“Lived history,” writes Bender, “is embedded in a plenitude of narratives. … [O]ver time, different themes or concepts, different narratives, will be deemed significant and emphasized” (page 1). The “plenitude of narratives” is formed by the stories historians tell about the past, by people at the time speaking and living their own experiences, by groups (ethnicities, races, classes, nations, cities) sharing common understandings, and is thus never simple nor unitary.
So far, my legal research tends to focus on a national narrative, and is an attempt to capture a sense of the national consciousness (“expectations of privacy,” for example) of various times. Ideally, though, while I still intend to pretend I can capture some sense of this national sense (if only for appearances sake), I would like to narrow into just a few of stories within the “plenitude of narratives,” and give the stories of the people involved in the actual cases that helped set the national legal landscape (which will serve as stand-in, albeit a distorted one, for the national consciousness). And although American law is framed as a national standard, I nonetheless am aware that “we are part of abroad.”
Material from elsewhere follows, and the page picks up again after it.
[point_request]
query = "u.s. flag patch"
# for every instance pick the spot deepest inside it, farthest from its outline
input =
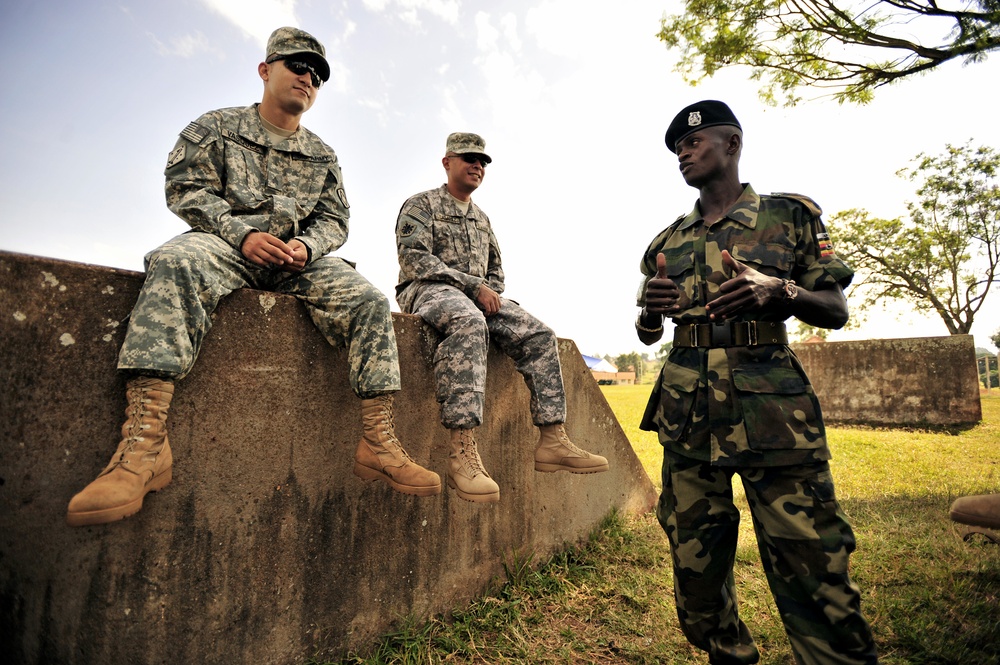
(825, 245)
I mean this in numerous senses. First, the impact of law does not end at a political border, even if its technical jurisdiction might. Other countries receive the influence of American lawmaking and, in turn (and despite itself, in some cases), American law is influenced by foreign law. This influence could be relatively direct (judges borrowing logic and decisions from abroad, an especially common occurrence in early American law, when English decisions were still often looked to regularly). It could also be more indirect: plaintiffs or defendants could be immigrants, technologies could have been developed elsewhere, or “foreign agents” (i.e., spies!) may be involved. Regardless of the reason, American law is never entirely American–although here as much as anywhere this fiction is maintained, both within the legal community and, as Bender suggests, in American historiography. As he points out, though, its critical to rethink this “bifurcation” between the “international” and the United States, for without that undoing, “one has only the most distorted notion of the national history of the United States and very little historical foundation for understanding the contemporary relationship of the Unites States to transnational and global developments” (see Bender again, on page 6).
Saying this, though, is often easier that doing it, especially when looking at legal history–American jurists are often (with some exceptions, especially in regards to early English law) careful to excise outside influences or matters from their written decisions, and often decisions are, in effect, “sanitized” versions of the case or controversy. Focusing on the “micro-history” of a case and on the individual players may be one method of access–at the very least because so many Americans are immigrants–or somehow otherwise distinct from the unitary fiction of “American.” (Kelly’s point on p. 125 about the citizenship status of African Americans pre-14th Amendment speaks clearly to this in terms of one group within the United States).
Another approach that may be fruitful would be to compare and contrast at least one other nation with a different legal tradition to the United States to see how law was developed and applied in that context, and to use that to expand beyond a purely nationalistic discourse. A variation on this approach would be to look at England or Canada, nations with very similar legal systems to the Unites States, and see how they dealt with similar issues.